La trampa mortal del machismo

Miguel Lorente Acosta

¿Se imaginan que en un determinado delito violento el 30% de los homicidios se produjera tras haber denunciado la violencia que podía llegar a ocasionarlo? ¿Qué pensaríamos de un sistema sanitario si el 30% de las muertes por infarto ocurriera después de acudir a urgencias, y de que algunos de los medios para diagnosticarlo no se hubieran utilizado?

Bien, pues eso que nos parece una barbaridad es lo que sucede cada año en violencia de género sin que la percepción social, institucional y política refleje la gravedad de la situación ante la insuficiencia de la respuesta.

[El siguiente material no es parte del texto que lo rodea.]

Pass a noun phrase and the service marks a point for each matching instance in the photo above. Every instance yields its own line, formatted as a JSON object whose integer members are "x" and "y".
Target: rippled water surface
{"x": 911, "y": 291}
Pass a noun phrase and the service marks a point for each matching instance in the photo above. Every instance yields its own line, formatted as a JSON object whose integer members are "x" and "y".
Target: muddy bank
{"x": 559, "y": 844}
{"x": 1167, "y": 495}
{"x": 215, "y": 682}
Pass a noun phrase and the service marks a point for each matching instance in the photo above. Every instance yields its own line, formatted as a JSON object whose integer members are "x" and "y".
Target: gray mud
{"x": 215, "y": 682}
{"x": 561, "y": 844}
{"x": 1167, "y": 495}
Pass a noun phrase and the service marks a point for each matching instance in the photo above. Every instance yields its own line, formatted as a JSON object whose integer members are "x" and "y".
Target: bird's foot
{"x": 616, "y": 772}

Es más, no sólo falta una reacción crítica ante estos hechos, sino que una parte de la sociedad y del Parlamento cuestiona la propia realidad de la violencia de género.

El machismo es una trampa mortal para las  mujeres, una trampa en el origen que las lleva a entender que la violencia que sufren por parte de los hombres forma parte de las relaciones de pareja, hasta el punto de llegar a decir lo de “mi marido me pega lo normal”, o que el 44% de las mujeres que no denuncian no lo hagan porque la violencia que sufren “no es lo suficientemente grave”, como recoge la Macroencuesta del CIS de 2015. Pero también es una trampa en la respuesta.

La trascendencia del problema es que dicha trampa no está en la excepcionalidad, sino en la normalidad, en esa referencia cultural androcéntrica que llega a justificar la violencia de género como un problema de determinados hombres (hombres con problemas con el alcohol, las drogas, los trastornos mentales…) y de determinadas mujeres  (las encuadradas dentro del grupo de las “malas mujeres” o “malas madres” a partir de los mitos sobre su perversidad y maldad). Esta “justificación cultural” es la que hace que a pesar del dramático y objetivo resultado de los más de 60 homicidios de mujeres de media que se producen cada año, sólo el 1-3% de la población considere que se trata de un problema grave, tal y como aparece en los Barómetros del CIS.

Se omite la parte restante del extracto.